Finding standard deviation of combination of data

songoku · Jun 10, 2024

I tried some workings but got me nowhere. I just want to ask whether this question is solvable, i.e the answer can be in numerical value. If yes, then I want to try a bit by myself before asking for hint here.

Thanks

FactChecker · Jun 10, 2024

To be clear, by A+B, I assume you mean some set of data ##\{ c_i = a_i + b_i | a_i \in A,\ b_i \in B\}##.
In that case, the correlation between the ##a_i##s and associated ##b_i##s must be considered.
The general equation is Var(##X_A+Y_B##) = Var(##X_A##) + Var(##Y_B##) +2 Cov(##X_A,\ Y_B##).
For uncorrelated random variables, ##X_A## and ##Y_B##, this becomes Var(##X_A+Y_B##) = Var(##X_A##) + Var(##Y_B##)

songoku · Jun 11, 2024

FactChecker said:

To be clear, by A+B, I assume you mean some set of data ##\{ c_i = a_i + b_i | a_i \in A,\ b_i \in B\}##.
In that case, the correlation between the ##a_i##s and associated ##b_i##s must be considered.
The general equation is Var(##X_A+Y_B##) = Var(##X_A##) + Var(##Y_B##) +2 Cov(##X_A,\ Y_B##).
For uncorrelated random variables, ##X_A## and ##Y_B##, this becomes Var(##X_A+Y_B##) = Var(##X_A##) + Var(##Y_B##)
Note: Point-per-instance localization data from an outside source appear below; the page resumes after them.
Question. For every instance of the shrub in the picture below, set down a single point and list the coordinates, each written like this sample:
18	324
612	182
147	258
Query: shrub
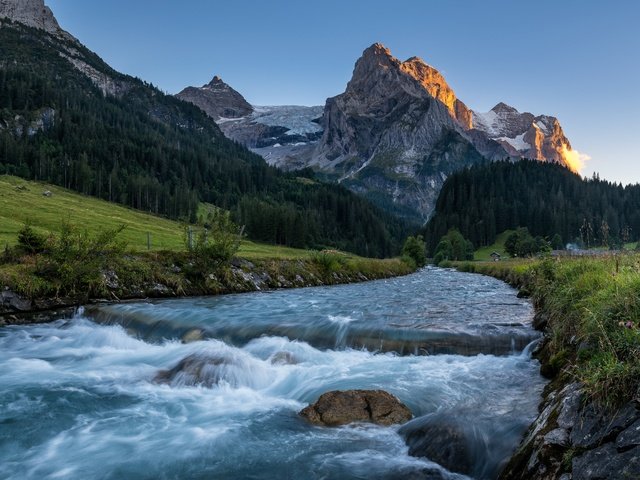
210	248
31	242
415	249
75	260
329	261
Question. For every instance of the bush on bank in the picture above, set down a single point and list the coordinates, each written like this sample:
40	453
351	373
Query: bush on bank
592	308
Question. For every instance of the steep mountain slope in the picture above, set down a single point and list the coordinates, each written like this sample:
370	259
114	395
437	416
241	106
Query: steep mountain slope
67	118
398	130
280	134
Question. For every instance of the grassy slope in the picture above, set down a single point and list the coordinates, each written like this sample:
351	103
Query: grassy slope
22	201
588	302
484	253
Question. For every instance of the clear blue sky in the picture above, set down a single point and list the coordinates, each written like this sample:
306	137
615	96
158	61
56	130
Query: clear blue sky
574	59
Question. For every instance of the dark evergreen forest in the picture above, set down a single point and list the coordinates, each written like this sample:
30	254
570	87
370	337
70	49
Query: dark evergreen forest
548	199
153	152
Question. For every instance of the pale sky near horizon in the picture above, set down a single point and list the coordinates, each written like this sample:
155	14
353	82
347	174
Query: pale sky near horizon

Ah I see, so basically this question not really making sense because the number of data in each group is not the same so A + B will result in some data in A has no match for data in B.

If the question is modified into finding the standard deviation if the data in A is combined with data in B (so now the total data is 250), can we solve it? Actually this is the one I tried and got stuck (so I thought maybe the information of the question is not enough)

Thanks

Hill · Jun 11, 2024

songoku said:

Ah I see, so basically this question not really making sense because the number of data in each group is not the same so A + B will result in some data in A has no match for data in B.

If the question is modified into finding the standard deviation if the data in A is combined with data in B (so now the total data is 250), can we solve it? Actually this is the one I tried and got stuck (so I thought maybe the information of the question is not enough)

Thanks

It can be solved if we assume that the groups are taken from the same population and have the same mean.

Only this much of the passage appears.